Religion on campus: Status of religious student groups is challenged by court ruling
Alex Brandon, Associated Press
The atmosphere in the crowded Vanderbilt University classroom was heated.
Three men in suits sat at the front of the room one Tuesday night in January taking the brunt of student complaints about a nondiscrimination policy for campus clubs. The policy wasn't new, the men said, but the school wanted to fix some "loopholes" that had been in effect for years that gave students control over who could run their clubs.
The school wanted any student to be able to lead or be a part of any campus club. The problem is, many religious clubs on campus adhere to strict moral codes and their leaders are required to promise to live by the same rules, such as no sex before marriage (and then only between a man and a woman). The idea that they could no longer bar atheists or people with conflicting values from leading their religious clubs appalled most of the students in the room.
One of the men, Vice Chancellor for Academic Affairs Richard McCarty, tried to explain his way of thinking about the policy's implications:
"I'm Catholic," he said to the crowd. "What if my faith beliefs guided all the decisions I make from day to day?"
An awkward silence followed, then loud applause and shouts of "they should" erupted. McCarty responded by hollering, "No they shouldn't! No they shouldn't!" over the din. Dozens of students later walked out in protest.
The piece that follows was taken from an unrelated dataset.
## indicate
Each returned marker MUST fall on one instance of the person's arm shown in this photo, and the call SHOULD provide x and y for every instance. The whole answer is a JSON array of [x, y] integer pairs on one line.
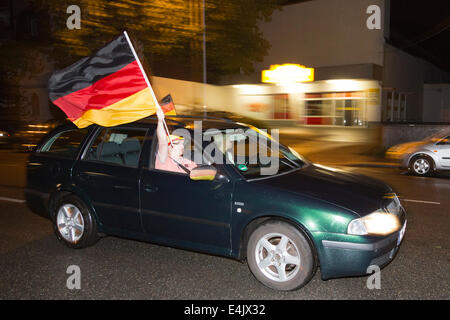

Since that meeting, more than a dozen on-campus religious groups have refused to change their leadership requirements and are no longer officially recognized by the school. The scandal has prompted the Tennessee state Legislature to threaten to halt millions of dollars of state funding to the private university unless the clubs are reinstated.
Vanderbilt is just one example of a university that is rethinking its nondiscrimination policies following a landmark U.S. Supreme Court decision in 2010 that ruled that a University of California law school was justified in denying a Christian group recognition on campus because of an "all-comers" policy. Since then, a rash of universities have considered or adopted all-comers policies that have threatened the status of religious student organizations, like the InterVarsity Christian Fellowship.
The official status of the national Christian organization for college students has been challenged at 41 campuses since the ruling, according to InterVarsity's Website. The group was officially derecognized at the University of Buffalo in April.
As more universities consider all-comers policies, First Amendment experts say their fear is that future court cases could arise to push the issue out of a university setting and closer to the public arena. If that happens, they say, then the worst is yet to come.
The all-comers rule
On June 28, 2010, the Christian Legal Society suffered a blow when the Supreme Court ruled in favor of a UC Hasting's College of Law policy that barred the group from forming on campus. At the time, members of the group and the Alliance Defense Fund, a watchdog for religious liberty that argued on the society's behalf, were disappointed by the ruling — but they also saw a silver lining.
"Today's ruling will have limited impact," Kim Colby, senior counsel at the CLS Center for Law and Religious Freedom, said after hearing the court's decision. "We are not aware of any other public university that has the exact same policy as Hastings."
The group took comfort in the fact that Hastings prevailed through an unusual "all-comers" policy that forbade registered student organizations from limiting their membership and leadership based on beliefs. Under the policy, atheists can run Bible-study classes, Republican students can be officers of the College Democrats and so on. But the 5-4 decision was still frustrating to the group, which argued that the school's policy took away the society's right to determine their own leadership.